Skip Miller, an attorney representing Allen’s Entertainment Studio Networks, said in an emailed statement that the motion is legally unfounded and “an obvious bullying tactic.”
“McDonald’s is wrong on the merits of our claim for racial discrimination in contracting, so they’re resorting to name calling and intimidation,” he said. “They’re flailing. Their tactic won’t work.”
McDonald’s said in a statement that it remains on track to meet its goals for Black-owned marketing investments by the end of next year. It also said it will continue to fight against Allen’s allegations.
“We will not allow Mr. Allen to misuse the legal process and perpetuate untrue narratives at our expense,” the statement said. “We will continue to contest his lawsuits and oppose his scheme to twist and mischaracterize McDonald’s progress to line his own pockets.”

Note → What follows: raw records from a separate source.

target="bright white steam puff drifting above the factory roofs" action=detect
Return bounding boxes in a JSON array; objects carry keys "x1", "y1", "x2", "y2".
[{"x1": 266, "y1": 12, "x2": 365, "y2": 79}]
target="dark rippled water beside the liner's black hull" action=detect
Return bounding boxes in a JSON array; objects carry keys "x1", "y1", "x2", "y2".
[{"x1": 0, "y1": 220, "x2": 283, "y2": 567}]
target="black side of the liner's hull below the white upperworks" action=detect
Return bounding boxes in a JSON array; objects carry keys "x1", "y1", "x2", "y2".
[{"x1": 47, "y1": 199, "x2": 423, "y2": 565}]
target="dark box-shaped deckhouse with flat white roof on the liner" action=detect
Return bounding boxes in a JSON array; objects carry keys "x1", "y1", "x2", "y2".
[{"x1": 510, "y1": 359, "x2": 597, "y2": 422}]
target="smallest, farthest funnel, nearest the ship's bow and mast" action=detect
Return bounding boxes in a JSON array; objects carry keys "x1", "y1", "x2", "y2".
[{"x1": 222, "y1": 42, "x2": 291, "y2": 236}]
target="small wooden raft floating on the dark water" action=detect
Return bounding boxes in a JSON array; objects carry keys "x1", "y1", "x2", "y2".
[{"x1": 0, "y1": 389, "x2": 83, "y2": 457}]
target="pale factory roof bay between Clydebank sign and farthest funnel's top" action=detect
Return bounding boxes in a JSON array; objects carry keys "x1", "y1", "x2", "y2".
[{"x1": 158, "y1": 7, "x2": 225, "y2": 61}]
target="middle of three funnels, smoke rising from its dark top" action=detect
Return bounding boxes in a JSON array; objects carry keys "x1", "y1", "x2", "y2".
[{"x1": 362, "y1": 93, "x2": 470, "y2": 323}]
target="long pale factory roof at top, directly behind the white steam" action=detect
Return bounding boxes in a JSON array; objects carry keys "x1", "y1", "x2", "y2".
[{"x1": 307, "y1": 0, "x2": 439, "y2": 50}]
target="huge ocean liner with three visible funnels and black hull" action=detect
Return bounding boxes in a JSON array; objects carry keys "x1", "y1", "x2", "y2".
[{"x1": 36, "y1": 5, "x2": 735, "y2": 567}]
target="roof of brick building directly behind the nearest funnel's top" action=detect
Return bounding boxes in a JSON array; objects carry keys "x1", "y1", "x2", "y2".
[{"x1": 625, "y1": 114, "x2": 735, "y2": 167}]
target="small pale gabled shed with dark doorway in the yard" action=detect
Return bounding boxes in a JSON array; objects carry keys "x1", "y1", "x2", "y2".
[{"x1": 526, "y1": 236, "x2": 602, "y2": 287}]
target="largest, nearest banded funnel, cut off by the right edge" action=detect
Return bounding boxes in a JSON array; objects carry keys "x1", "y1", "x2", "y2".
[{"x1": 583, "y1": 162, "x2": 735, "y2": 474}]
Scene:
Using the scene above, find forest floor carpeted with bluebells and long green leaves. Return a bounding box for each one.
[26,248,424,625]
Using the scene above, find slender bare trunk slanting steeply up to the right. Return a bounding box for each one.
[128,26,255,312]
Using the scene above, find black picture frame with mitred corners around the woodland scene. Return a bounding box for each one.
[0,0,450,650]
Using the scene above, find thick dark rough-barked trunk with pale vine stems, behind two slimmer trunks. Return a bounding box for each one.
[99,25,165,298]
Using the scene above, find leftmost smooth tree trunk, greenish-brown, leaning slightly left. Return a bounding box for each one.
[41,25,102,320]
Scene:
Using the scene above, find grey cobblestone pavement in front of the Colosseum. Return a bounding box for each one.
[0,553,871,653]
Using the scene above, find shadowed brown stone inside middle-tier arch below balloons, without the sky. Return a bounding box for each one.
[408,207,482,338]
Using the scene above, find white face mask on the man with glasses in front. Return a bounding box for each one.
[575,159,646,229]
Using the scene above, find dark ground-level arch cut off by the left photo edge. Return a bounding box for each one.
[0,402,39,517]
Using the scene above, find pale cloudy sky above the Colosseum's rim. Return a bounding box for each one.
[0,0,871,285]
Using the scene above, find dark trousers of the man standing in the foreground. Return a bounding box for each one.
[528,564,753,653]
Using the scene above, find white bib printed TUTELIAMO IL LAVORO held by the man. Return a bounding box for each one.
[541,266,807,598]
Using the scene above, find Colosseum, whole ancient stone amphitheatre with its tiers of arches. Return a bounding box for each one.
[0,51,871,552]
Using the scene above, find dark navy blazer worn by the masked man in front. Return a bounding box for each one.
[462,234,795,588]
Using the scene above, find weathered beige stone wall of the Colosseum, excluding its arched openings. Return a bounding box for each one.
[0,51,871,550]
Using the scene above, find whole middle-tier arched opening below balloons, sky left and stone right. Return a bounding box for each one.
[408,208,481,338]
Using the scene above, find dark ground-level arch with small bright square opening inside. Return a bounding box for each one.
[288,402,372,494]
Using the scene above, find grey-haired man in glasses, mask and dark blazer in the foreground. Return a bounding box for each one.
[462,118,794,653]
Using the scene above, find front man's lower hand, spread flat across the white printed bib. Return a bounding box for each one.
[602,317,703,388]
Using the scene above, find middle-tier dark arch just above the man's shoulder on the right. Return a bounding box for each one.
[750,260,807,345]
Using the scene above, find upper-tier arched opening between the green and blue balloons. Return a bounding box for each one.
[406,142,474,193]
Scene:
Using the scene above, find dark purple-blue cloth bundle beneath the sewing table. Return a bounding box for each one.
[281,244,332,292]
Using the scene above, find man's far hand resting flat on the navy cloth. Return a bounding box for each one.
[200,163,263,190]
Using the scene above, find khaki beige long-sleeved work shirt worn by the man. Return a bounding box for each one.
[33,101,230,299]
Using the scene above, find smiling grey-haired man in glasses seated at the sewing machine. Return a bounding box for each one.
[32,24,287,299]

McDonald's advertising spend commitment was part of a broader push to improve diversity and inclusion that the fast-food chain made in recent years. It has also promised to diversify supplier and franchisee ranks and tied some executive compensation to meeting diversity goals.
Allen has been sparring with McDonald's for years over discrimination allegations. Earlier this year, he took out a full-page ad in the Chicago Tribune soliciting support from activist investor Carl Icahn in his fight against what the ad said was “blatant racism” at McDonald's.